The Pandemic Fuels the Global Decline in Internet Freedom

Global Pandemic – A new study warns coronavirus pandemic is fueling a worldwide decline in internet freedom and contributing to a broader crisis for democracies.

DURING THE COVID-19 pandemic that has enforced lockdowns and limited access to workplaces, schools, and public places, Internet access is more important than ever. But according to a recent Freedom House report, not all access is the same around the world, and it is declining.

According to the annual report, globally, Internet freedom has experienced its tenth consecutive year of decline, which evaluated internet freedom in 65 countries. While 23 countries recorded net gains in internet freedom, 26 states recorded worse scores than last year.

“The coronavirus pandemic is accelerating a dramatic decline in global internet freedom,” according to the authors of the report. “For the 10th consecutive year, users have experienced an overall deterioration in their rights, and the phenomenon is contributing to a broader crisis for democracy worldwide.”

Iceland held the highest Internet freedom score, while the United States was in seventh place. Estonia, Canada, Germany, the United Kingdom, and France were also better ranked than the United States. China finished last in the Freedom House analysis for the sixth straight year. The report’s authors noted that new content checks and arrests were reported during the investigation period, including crackdowns in Hong Kong for Freedom of expression and protests. Iran, Syria, Vietnam, and Cuba compiled the five countries with the lowest internet freedom scores.

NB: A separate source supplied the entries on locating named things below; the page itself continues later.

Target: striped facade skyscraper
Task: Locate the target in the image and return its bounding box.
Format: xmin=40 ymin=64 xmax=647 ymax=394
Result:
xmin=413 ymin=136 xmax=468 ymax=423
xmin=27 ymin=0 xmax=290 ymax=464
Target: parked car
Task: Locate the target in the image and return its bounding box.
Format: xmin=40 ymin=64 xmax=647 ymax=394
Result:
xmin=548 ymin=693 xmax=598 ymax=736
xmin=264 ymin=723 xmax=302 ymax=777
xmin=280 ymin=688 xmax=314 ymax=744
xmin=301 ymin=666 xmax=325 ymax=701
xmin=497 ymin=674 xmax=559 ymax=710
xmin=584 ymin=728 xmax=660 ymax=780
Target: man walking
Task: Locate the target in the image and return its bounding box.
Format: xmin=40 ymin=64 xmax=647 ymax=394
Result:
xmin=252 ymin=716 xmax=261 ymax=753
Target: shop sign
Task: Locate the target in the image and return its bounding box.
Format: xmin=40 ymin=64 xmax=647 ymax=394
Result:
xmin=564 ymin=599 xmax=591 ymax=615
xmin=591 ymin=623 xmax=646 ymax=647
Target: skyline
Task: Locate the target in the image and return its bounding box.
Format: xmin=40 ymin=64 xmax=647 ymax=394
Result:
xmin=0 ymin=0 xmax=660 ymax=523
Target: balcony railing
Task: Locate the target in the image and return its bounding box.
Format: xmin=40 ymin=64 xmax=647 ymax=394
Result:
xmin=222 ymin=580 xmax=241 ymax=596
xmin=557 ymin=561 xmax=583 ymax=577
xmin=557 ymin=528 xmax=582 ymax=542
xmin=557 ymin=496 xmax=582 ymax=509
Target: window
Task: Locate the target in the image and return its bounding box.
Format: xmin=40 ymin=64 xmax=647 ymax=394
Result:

The survey, which represented 87% of internet users worldwide, took place between June 2019 and May 2020. Each country’s Internet freedom score was determined using 21 indicators ranked on a 100-point scale under the categories of access barriers, content restrictions, and user rights violations. The results determined whether the country fell into the free, partially free, or non-free category.

According to the report, by 2020, 35% of the world will have no internet freedom, and a further 32% will be only partially free. Of the 3.8 billion people who enjoy internet access, 64% live in countries where people have been attacked or killed because of online activities since June 2019.

Likewise, according to the data, few of the politicians have used the COVID-19 pandemic to restrict access to information, controlling the dissemination of information by arresting people for sharing allegedly false information, or in other cases by completely shutting down news sites. Other executives have used the COVID-19 pandemic to justify improved surveillance measures, using data collection methods combined with artificial intelligence that may otherwise have seemed too intrusive. And some leaders have pursued virtual border closure, or “cyber sovereignty,” which is putting pressure on the spread of information worldwide.

Other findings from the Freedom House report:

Myanmar and Kyrgyzstan recorded the largest decline in the past year, with a drop of five points. In Myanmar, the government-ordered internet shutdown has contributed to the fall, which has left 1.4 million people without access since June 2019. Kyrgyzstan faced a similar government-imposed blackout in 2019, as investigative reporters were “beaten” and faced defamation lawsuits after uncovering a “corruption.”

Since last year, Sudan has seen a five-point improvement in internet freedom due to the provisional constitution, following a transition to government, containing terms relating to Freedom of speech and internet access. However, the country is not without concern, as it was on hiatus for 40 days in June 2019.

The United States lost a point in internet freedom last year, marking four consecutive years of decline. The loss is attributed to increasing social media surveillance by local and federal law enforcement officials, with some individuals facing criminal charges for their actions online.

The report highlighted significant internet controls related to content restrictions on political, social, or religious grounds and found that all but nine countries had undergone such control. The U.S. was not one of those nine countries.

Freedom House is a Washington-based non-governmental human rights organization. It started producing its Freedom on the Net report in 2009, after examining Internet freedom in 15 countries. In 2014, the description extended its review to 65 countries, and this year’s report covers 87% of internet users worldwide. The states have been selected to represent a diversity of regions and governments.